A missed return offer became a specific product decision
During his final year at university, Yasser Elsaid did not receive a return offer after an internship at Meta and still had coursework to finish. He did not begin by promising an AI platform for every industry. The first Chatbase product let a user upload website or document material and turn it into an assistant that could answer questions about that material.
That starting point matters because it connects the model to an existing business cost: teams already maintain websites, help centers, and product documents, yet they repeatedly answer the same customer questions. Chatbase and Elsaid have no usage or partnership relationship with APIToken. Their later business results are context for the case, not a promise that another student can reproduce them.
The revenue milestones need dates and definitions
An Indie Hackers founder interview reported that Chatbase reached about $64,000 in monthly recurring revenue six months after launch. A later Stripe customer story says the bootstrapped company launched in 2023 and reached $10 million in annual recurring revenue in March 2026, less than three years after launch. MRR and ARR describe recurring revenue at different time scales; neither figure is profit.
The early generative-AI wave, viral distribution, founder skill, and first-mover timing are material conditions that a new builder cannot copy on demand. A reader should therefore copy the validation sequence rather than the headline. The question is not how to recreate $10 million ARR. It is whether one narrow customer group has a recurring problem and will pay for a reliable result.

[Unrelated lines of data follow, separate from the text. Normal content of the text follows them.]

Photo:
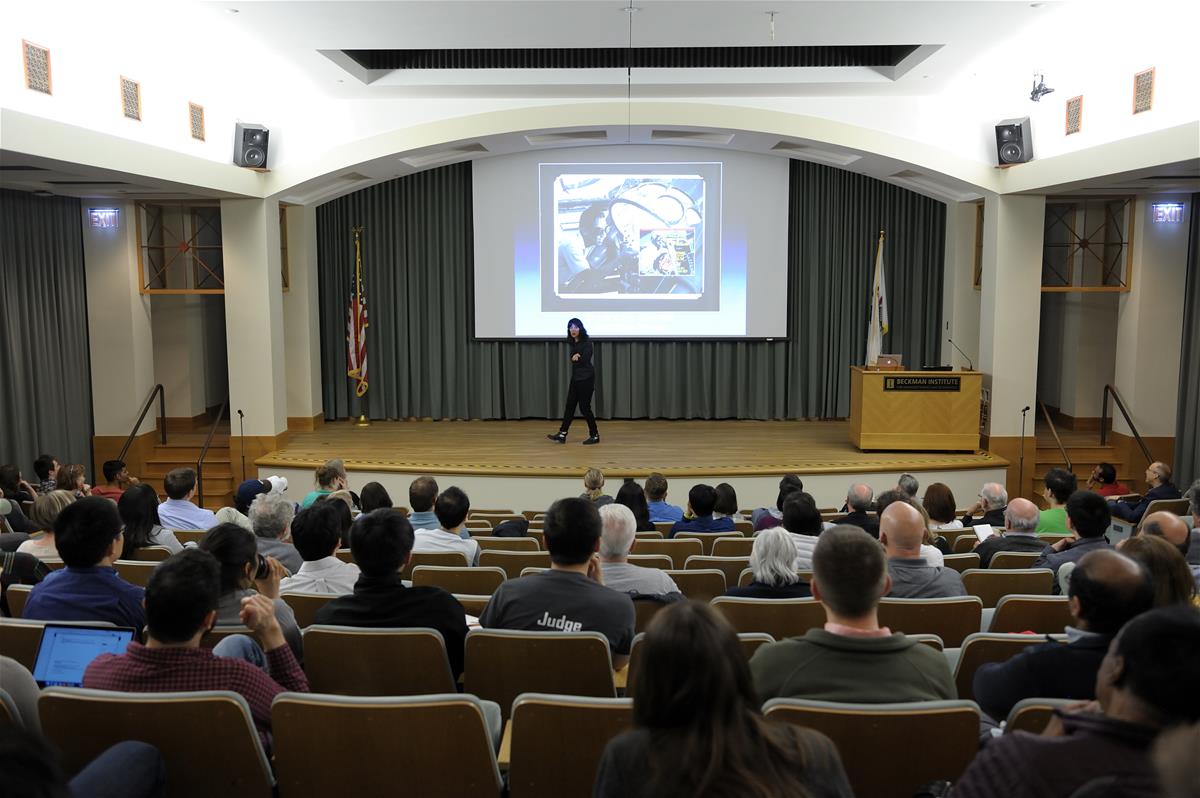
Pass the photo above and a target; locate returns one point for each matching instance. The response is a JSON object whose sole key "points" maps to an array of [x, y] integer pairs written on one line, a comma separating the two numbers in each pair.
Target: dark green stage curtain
{"points": [[1187, 425], [424, 363], [45, 376]]}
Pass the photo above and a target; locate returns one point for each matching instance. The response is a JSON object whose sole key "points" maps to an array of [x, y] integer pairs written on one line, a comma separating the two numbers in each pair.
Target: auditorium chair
{"points": [[513, 562], [305, 605], [207, 739], [358, 661], [556, 742], [435, 745], [503, 663], [700, 585], [777, 617], [677, 550], [1044, 615], [867, 735], [480, 580], [952, 619], [991, 585]]}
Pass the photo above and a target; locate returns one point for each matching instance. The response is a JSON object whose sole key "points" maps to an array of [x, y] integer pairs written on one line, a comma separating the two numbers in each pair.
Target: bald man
{"points": [[1019, 533], [1158, 477], [1107, 589], [901, 532]]}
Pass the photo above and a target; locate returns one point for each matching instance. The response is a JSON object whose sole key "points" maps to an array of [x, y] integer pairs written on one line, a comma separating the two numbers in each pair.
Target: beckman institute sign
{"points": [[922, 383]]}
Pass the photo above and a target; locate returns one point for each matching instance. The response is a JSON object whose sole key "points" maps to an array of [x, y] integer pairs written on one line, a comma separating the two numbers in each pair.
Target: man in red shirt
{"points": [[181, 605]]}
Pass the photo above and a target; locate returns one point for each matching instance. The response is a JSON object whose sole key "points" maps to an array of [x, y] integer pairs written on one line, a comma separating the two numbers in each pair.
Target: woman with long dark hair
{"points": [[583, 384], [697, 727]]}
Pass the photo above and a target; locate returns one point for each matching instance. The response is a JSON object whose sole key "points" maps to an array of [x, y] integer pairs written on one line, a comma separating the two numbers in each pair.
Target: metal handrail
{"points": [[1062, 449], [204, 451], [145, 408], [1104, 421]]}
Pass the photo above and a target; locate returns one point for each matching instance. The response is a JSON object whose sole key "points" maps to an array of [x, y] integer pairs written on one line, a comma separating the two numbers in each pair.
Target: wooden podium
{"points": [[915, 411]]}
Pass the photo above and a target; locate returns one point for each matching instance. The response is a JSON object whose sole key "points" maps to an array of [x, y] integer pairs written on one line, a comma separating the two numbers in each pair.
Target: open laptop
{"points": [[66, 652]]}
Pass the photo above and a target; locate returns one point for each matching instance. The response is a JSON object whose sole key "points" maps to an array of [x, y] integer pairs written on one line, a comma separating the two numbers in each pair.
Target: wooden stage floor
{"points": [[627, 449]]}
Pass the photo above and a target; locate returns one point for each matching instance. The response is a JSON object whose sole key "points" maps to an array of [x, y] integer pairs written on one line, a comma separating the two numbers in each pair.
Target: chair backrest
{"points": [[502, 664], [991, 585], [305, 605], [135, 571], [1013, 559], [1032, 714], [513, 562], [354, 661], [558, 742], [987, 647], [731, 567], [432, 558], [207, 739], [419, 745], [678, 550], [777, 617], [652, 561], [1044, 615], [961, 562], [700, 586], [952, 619], [865, 736], [460, 579], [17, 595]]}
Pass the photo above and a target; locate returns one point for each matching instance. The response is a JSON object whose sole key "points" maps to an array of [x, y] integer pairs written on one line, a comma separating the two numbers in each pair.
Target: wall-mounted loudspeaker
{"points": [[1014, 142], [250, 145]]}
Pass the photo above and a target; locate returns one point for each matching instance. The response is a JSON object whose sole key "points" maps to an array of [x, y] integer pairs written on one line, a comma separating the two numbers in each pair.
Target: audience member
{"points": [[570, 597], [138, 508], [270, 520], [802, 521], [245, 573], [634, 497], [990, 507], [701, 501], [1107, 589], [178, 511], [330, 477], [181, 605], [901, 532], [317, 535], [47, 469], [699, 729], [1087, 517], [46, 511], [382, 543], [657, 493], [1019, 534], [451, 509], [88, 535], [1059, 485], [1158, 477], [852, 659], [1145, 684], [773, 564], [117, 480], [858, 502], [617, 537], [373, 497]]}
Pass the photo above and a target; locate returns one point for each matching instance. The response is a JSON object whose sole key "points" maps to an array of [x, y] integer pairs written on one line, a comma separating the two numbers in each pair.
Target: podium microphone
{"points": [[970, 365]]}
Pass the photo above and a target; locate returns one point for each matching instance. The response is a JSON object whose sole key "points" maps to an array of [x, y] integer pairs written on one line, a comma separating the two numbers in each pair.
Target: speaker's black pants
{"points": [[580, 394]]}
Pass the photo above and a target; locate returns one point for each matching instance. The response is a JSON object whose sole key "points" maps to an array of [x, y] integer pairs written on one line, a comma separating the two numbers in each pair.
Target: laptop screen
{"points": [[66, 652]]}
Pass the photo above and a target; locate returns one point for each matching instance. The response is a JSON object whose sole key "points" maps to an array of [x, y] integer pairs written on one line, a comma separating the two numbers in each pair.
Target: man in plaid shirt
{"points": [[181, 605]]}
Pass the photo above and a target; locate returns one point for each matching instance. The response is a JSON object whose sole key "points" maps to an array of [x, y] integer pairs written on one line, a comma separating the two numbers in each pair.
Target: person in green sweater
{"points": [[852, 659], [1059, 485]]}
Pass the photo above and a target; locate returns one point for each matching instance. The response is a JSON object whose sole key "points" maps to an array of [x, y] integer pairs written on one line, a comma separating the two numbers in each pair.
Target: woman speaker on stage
{"points": [[583, 384]]}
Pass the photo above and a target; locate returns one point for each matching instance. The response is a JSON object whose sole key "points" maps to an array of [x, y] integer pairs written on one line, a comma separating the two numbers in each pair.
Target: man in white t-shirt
{"points": [[450, 508]]}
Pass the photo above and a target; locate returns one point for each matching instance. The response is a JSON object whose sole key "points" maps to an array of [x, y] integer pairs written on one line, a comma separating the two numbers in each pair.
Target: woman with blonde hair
{"points": [[593, 485]]}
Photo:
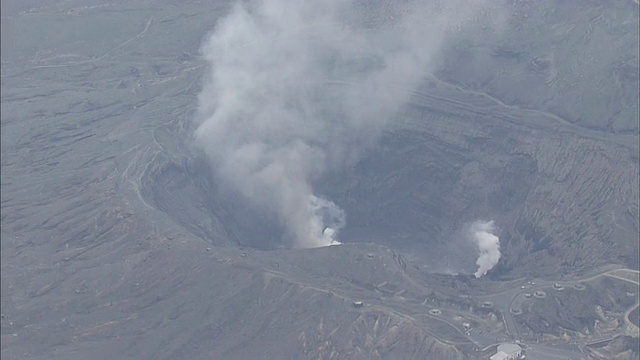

Start with one customer type and ten repeated questions
Choose one customer type that already maintains a body of information, such as a training provider with course material, a small software company with a help center, or an exporter with product documents. Ask for ten questions that customers repeatedly submit. Remove names, contact details, confidential prices, and internal identifiers before using those questions in a model test.
Run the same ten sanitized questions through no more than two plausible models. Write the acceptance rule before the first request: whether the answer is supported by the supplied material, whether it refuses when evidence is missing, whether the format is usable, and how much human correction is required. A convincing single demo is not enough evidence for a product.
Use an isolated key, visible usage, and a stopping budget
Create a separate project key or label for this experiment so its usage and errors do not blend into unrelated work. Check the current public channel status, then make one minimal real request before running the full set. Record the effective model, response status, visible usage, retries, acceptance result, and manual editing time for each candidate.
Set a small request and time budget that can be lost without harming essential expenses. Stop when the same failure repeats, the answers cannot be grounded in the supplied material, or correction time exceeds the value of the proposed service. Model visibility is only a shortlist signal; the intended key, endpoint, task, and budget still need a real request.
The minimum action is one paid problem, not a resignation
https://APIToken.Company can serve as one example of a controlled multi-model entry point. Within the models currently and lawfully offered on the site, review the marketplace and public status, create an isolated key, set a small budget, and compare two candidates on the same ten sanitized questions. Current models, prices, groups, and availability follow the live site pages.
This is not an income guarantee, a claim that Chatbase used APIToken, or advice to bypass a model provider's regional or account policies. The practical first step is smaller: write down one customer type and ten questions that group repeatedly asks, then find out whether one real customer will pay for a bounded answer workflow before adding more models or features.